DFL Gov. Mark Dayton has vetoed a series of Republican bills dealing with lawsuit reform, bills the governor characterized as the canned product of a conservative, business-driven group.
Dayton styled the Republican legislation, which “drastically” lowers the statute of limitations on filing a civil court claims and makes other changes, as less reflecting meaningful court reform than “padding the bottom line” of big insurance companies.
“Calling a crow a swan doesn’t make it one,” Dayton said.
The governor depicted a perceived “rush-it-to-pass-it” Republican mentality with the bills as betraying an unwillingness to compromise.
Dayton said Republican leaders never contacted him about the legislation.

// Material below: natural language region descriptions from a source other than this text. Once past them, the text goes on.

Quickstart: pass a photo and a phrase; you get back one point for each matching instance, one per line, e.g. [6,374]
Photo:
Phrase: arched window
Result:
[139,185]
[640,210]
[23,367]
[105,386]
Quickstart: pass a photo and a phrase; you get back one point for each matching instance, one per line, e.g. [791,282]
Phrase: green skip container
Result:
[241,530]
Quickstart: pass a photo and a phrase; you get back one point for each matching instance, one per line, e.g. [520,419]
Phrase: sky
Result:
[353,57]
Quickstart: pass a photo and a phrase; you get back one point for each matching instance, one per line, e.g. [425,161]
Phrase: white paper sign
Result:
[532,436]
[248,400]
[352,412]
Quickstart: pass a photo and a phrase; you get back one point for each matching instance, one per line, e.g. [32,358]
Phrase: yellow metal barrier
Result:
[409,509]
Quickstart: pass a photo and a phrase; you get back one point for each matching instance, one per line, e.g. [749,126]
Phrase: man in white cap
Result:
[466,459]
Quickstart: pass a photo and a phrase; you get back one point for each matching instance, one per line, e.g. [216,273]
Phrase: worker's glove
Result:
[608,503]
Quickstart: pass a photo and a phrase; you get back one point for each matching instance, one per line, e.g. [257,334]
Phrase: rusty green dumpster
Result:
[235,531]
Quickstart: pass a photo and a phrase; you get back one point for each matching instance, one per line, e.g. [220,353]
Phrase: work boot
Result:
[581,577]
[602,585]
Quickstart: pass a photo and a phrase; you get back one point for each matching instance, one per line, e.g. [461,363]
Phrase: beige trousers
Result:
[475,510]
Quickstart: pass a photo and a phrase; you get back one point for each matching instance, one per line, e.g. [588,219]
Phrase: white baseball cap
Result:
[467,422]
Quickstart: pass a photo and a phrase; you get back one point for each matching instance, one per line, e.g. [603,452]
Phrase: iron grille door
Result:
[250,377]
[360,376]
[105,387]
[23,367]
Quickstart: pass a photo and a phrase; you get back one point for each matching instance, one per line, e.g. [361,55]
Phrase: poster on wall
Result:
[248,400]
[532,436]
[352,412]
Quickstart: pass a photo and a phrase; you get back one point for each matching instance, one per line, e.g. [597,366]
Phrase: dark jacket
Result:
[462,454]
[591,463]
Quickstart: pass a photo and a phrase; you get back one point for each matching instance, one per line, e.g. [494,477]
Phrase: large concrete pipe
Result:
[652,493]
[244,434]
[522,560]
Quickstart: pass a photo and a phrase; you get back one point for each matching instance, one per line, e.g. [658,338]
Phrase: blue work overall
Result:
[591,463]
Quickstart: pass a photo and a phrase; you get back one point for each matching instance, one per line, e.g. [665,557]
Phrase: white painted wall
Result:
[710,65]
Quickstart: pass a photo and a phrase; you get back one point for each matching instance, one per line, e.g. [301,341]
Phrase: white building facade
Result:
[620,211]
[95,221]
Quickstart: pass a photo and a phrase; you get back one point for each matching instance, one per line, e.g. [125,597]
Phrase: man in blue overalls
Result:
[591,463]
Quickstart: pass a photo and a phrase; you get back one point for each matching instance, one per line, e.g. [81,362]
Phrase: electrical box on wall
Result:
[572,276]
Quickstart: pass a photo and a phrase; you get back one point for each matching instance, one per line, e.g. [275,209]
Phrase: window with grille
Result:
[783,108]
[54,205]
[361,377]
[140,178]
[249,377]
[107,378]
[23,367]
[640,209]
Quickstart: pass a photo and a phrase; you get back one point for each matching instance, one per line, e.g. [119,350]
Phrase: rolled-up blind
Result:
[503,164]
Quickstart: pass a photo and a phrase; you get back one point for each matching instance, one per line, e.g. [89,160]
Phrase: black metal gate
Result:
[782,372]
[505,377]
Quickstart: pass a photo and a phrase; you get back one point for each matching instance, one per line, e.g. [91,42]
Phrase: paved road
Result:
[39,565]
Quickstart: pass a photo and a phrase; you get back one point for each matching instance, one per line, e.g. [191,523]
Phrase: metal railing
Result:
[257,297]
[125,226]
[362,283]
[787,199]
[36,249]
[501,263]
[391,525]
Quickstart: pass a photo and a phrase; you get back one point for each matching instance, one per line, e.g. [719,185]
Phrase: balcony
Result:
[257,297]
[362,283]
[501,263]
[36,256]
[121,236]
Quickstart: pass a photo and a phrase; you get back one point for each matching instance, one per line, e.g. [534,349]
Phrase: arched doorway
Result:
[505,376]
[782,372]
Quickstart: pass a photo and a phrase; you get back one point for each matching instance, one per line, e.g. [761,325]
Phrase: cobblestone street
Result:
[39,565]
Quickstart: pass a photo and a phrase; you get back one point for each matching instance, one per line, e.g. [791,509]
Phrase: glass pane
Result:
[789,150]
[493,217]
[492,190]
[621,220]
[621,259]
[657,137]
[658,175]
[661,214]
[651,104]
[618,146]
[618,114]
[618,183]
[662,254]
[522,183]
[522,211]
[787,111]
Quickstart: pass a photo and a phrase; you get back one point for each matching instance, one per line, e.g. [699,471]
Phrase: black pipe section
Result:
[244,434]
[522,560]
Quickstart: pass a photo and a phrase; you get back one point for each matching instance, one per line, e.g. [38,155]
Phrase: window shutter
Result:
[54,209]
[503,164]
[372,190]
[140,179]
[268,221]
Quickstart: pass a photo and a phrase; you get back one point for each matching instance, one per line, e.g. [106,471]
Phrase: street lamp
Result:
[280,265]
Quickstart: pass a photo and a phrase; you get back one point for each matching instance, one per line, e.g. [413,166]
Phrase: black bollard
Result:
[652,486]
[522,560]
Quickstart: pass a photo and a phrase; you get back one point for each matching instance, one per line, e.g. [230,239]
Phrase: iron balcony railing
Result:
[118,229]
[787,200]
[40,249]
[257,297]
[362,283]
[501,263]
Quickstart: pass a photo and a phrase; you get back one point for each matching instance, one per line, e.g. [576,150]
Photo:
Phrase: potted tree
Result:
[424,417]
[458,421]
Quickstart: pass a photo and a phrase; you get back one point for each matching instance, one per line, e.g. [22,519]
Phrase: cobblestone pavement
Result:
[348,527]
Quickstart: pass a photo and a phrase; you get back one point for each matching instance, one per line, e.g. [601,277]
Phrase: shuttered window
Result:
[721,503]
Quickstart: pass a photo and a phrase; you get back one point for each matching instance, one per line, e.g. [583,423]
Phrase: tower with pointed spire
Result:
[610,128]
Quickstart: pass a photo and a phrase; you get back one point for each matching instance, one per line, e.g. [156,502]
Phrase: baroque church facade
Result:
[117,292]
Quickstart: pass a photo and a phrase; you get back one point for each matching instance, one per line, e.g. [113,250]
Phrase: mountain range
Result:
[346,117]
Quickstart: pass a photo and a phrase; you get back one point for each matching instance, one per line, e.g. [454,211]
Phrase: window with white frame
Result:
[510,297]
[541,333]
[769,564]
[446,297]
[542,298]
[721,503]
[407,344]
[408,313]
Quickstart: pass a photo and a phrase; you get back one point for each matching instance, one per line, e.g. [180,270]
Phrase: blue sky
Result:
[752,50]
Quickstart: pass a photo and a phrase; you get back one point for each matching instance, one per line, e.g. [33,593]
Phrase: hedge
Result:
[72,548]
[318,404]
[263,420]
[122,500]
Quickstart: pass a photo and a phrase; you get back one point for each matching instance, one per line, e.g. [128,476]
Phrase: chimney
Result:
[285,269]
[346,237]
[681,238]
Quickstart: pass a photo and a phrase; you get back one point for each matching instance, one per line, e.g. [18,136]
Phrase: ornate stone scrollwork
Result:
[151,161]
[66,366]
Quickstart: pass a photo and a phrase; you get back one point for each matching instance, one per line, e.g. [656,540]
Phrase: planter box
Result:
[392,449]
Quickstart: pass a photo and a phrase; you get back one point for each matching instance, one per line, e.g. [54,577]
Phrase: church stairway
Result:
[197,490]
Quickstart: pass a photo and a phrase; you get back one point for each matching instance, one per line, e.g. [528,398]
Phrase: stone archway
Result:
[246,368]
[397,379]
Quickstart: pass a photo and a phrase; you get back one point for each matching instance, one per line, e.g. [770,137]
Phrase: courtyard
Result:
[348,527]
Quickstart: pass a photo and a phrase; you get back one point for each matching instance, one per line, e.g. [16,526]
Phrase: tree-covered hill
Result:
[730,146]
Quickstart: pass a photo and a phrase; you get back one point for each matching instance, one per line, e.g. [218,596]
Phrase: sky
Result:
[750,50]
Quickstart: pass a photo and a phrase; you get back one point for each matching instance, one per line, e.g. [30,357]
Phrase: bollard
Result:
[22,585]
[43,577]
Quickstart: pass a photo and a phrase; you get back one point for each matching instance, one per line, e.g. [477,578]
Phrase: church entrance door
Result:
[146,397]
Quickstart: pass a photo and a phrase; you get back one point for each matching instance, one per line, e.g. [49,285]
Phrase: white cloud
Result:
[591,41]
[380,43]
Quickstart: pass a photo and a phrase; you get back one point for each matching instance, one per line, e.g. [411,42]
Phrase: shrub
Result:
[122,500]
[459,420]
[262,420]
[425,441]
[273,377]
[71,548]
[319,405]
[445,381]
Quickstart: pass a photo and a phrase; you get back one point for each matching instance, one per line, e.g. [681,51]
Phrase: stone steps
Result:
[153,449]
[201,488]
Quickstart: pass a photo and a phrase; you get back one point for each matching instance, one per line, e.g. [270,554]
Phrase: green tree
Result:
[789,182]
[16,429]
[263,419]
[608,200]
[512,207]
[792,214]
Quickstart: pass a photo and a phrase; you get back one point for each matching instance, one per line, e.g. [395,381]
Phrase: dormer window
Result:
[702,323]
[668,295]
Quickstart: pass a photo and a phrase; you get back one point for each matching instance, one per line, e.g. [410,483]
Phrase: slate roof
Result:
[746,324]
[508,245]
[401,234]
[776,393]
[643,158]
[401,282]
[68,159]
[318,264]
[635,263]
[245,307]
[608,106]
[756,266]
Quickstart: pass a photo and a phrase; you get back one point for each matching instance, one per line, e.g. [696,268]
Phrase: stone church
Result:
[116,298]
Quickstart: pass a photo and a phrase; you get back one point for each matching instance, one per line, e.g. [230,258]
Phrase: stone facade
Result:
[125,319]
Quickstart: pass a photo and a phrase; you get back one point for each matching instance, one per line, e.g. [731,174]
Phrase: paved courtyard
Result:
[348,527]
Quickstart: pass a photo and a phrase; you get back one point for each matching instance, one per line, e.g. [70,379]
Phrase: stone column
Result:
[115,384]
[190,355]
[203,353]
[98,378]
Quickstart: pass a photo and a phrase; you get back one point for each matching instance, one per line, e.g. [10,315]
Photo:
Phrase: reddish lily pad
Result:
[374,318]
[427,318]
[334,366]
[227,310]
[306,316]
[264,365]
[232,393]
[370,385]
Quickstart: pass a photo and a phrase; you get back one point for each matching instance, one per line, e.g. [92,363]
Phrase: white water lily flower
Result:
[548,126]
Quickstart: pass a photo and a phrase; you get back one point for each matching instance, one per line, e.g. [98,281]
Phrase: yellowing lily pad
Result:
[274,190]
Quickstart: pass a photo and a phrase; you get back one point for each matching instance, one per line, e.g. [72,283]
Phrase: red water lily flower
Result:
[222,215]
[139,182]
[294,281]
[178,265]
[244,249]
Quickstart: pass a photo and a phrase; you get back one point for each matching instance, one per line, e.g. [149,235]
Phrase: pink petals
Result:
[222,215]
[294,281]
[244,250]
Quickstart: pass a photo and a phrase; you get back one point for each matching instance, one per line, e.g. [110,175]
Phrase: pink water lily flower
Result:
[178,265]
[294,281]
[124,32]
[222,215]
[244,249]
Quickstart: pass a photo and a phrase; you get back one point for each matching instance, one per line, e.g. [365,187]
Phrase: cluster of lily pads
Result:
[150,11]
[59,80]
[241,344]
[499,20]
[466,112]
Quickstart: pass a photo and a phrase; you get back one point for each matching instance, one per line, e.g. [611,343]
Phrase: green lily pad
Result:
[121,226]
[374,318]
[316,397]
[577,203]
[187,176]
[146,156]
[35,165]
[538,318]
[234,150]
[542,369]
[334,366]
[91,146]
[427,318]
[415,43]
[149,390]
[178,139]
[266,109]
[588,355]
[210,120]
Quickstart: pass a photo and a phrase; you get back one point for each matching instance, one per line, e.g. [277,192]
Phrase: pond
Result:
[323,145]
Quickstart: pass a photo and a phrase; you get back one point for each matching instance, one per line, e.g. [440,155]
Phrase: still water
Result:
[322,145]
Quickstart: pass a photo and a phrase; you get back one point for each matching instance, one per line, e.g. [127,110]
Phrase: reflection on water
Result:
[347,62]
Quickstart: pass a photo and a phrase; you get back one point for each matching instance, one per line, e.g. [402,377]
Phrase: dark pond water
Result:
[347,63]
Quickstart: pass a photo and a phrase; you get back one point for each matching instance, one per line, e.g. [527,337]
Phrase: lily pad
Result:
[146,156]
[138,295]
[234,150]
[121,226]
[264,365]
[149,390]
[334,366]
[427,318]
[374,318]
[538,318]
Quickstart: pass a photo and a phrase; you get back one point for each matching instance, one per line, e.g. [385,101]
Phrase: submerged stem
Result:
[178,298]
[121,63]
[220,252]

Holding aloft a publication from the American Legislative Exchange Council — a conservative, business-oriented think tank — Dayton panned the Republican bills on Friday, Feb. 10 during a State Capitol press conference as legislation stamped by the council.
Minnesotans do not want their laws written by Big Business, Dayton said.
“The Minnesota (courts) system has worked quite well,” he said, noting favorable ratings from the national Chamber of Commerce.
An administration official further noted the number of lawsuits filed in Minnesota had sharply declined over the past 15 years.
Things looked differently to Republicans.
“He can pick a fight with us all he wants,” said House Speaker Kurt Zellers, R-Maple Grove.
The governor doesn’t owe Republicans an explanation about the vetoes. He owes Minnesota business one, Zellers indicated.
“This is not a coalition of wrongdoers,” Zellers said of state business interests
Republicans presented a list of Minnesota businesses and organizations they say back lawsuit reform.
It includes the Dakota County Regional Chamber of Commerce, Lakeville Area Chamber of Commerce, TwinWest Chamber of Commerce, others. The list also includes many private businesses — bowling alleys in Coon Rapids, Burnsville, Ham Lake and elsewhere.
“I just find this morning a little disappointing,” said Senate Majority Leader David Senjem, R-Rochester. “I think it’s time for the governor to put the spears down.”
Republicans dismissed the idea that they were acting at the behest of the exchange council. Zellers said he once was a member, but was unsure of his current membership status.
A Republican House Caucus official said none of their caucus members attended a recent exchange council event.
Senate Tax Committee Chairwoman Julianne Ortman, R-Chanhassen, explained that rather than drawing from the council, she drew from observations gained as a practicing attorney for ideas for some of the legislation.
“We want swift justice,” she said.
The Republican leaders said they had mentioned the lawsuit legislation to the governor at a recent breakfast meeting. Further, the legislation began moving through the legislature last year, they noted.
Zellers styled it “a lame excuse” for Dayton to complain about the process.
Republicans will not give up on their lawsuit reform legislation despite the vetoes, Zellers explained. “I’m not a quitter,” he said.
But DFL State Party Chairman Ken Martin said Dayton did exactly the right thing in vetoing the bills.
“The four bills Governor Dayton vetoed today would damage our state’s justice system and change a legal system that has proven to be one of the most successful and credible in the country,” he said in a statement.